Dopo il boom economico e la crescita demografica dell’XI secolo, l’Occidente necessitava di nuovi inquadramenti e nuove terre dove soddisfare le proprie ambizioni e l’esigenza di portare la pace per consentire il regolare svolgimento della vita civile e religiosa; da questo punto di vista, possiamo considerare l’intreccio che si viene a creare tra gli interessi economici, quindi materiali, e quelli religiosi, quindi spirituali, che si muovono sotto la guida dell’infallibilità papale (i principi secolari si mobilitano a provvedere le richieste e i moniti papali, altrimenti rischiavano la scomunica).
L’utilizzo strumentale di prerogative sacerdotali (indulgenze, definizione di guerra giusta, benefici materiali per chi aderisce) giustificano la guerra e ne incentivano la partecipazione. Nello stesso tempo, si andava evolvendo il ceto dell’aristocrazia militare, che, determinata la sua chiusura, crea un complesso di riti e regole che scandiscono il loro stile di vita che ha ragion d’essere nell’abilità militare e nell’impresa avventurosa.
Il papato approfittò di questa spinta militaresca per disciplinare il ceto aristocratico nella nascita di nuovi ordini monastico-militari (Templari, Cavalieri teutonici, Ospedalieri) e utilizzò le Paci di Dio e le tregue di Dio, oltre che per sincere esigenze di pace, soprattutto per indirizzare la violenza fuori dai confini della comunità cristiana.
Interventi ideologici
Adalberone da Laon: (vescovo di Laon 977) divise l’intera società in tre ordini e assegnò a ciascuno di essi il compito di svolgere la mansione a loro affidata per sé e per il resto della comunità, giustificando la violenza; i cavalieri sentono il dovere di combattere in nome della cristianità.

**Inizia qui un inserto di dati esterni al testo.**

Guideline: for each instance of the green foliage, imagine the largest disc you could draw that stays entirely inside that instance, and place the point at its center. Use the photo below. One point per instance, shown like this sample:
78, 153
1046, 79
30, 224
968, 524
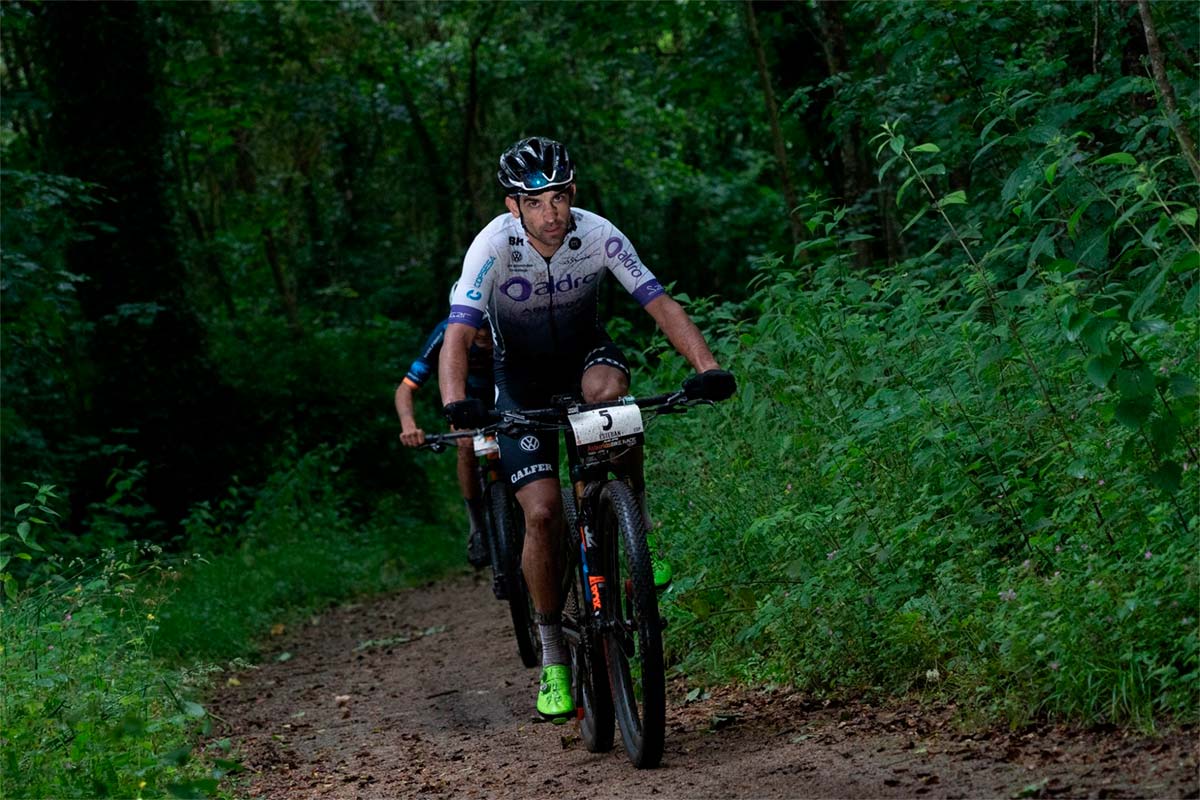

Bernardo di Clairveaux: (vescovo di Clairveaux 1090) conferì un nuovo significato all’espressione “militia Christi” (prima era inteso come il “servizio” prestato dai monaci che si esprimevano nella pratica della preghiera e della contemplazione): venne inteso come una vera e propria unione tra la prerogativa militare e quella religiosa: il monaco doveva pregare ma anche difendere sul campo di battaglia la cristianità.
La Reconquista spagnola
Fase cruciale 1085-1212
La Reconquista spagnola indica la volontà di vendetta verso le popolazioni arabe della penisola iberica, attraverso una guerra dal forte accento escatologico. Iniziò nel X secolo e, caratterizzata da uno stato di guerra di frontiera perenne, si trasformò fino a giungere al XV secolo nell’occupazione delle terre arabe e in un’opera di colonizzazione di nuovi insediamenti.
Si affermarono i regni di Leon-Castigliani e quello dei Catalano-Aragonesi, mentre quello di Granada resistette fino al 1492.
La chiesa si interessò alla vicenda nell’XI secolo e il ritrovamento delle spoglie di S. Giacomo di Compostela, l’inasprimento dei rapporti tra cristiani e musulmani in seguito all’unificazione degli Almoravidi e poi degli Almohadi berberi in Andalusia, diede inizio a una nuova fase della Reconquista.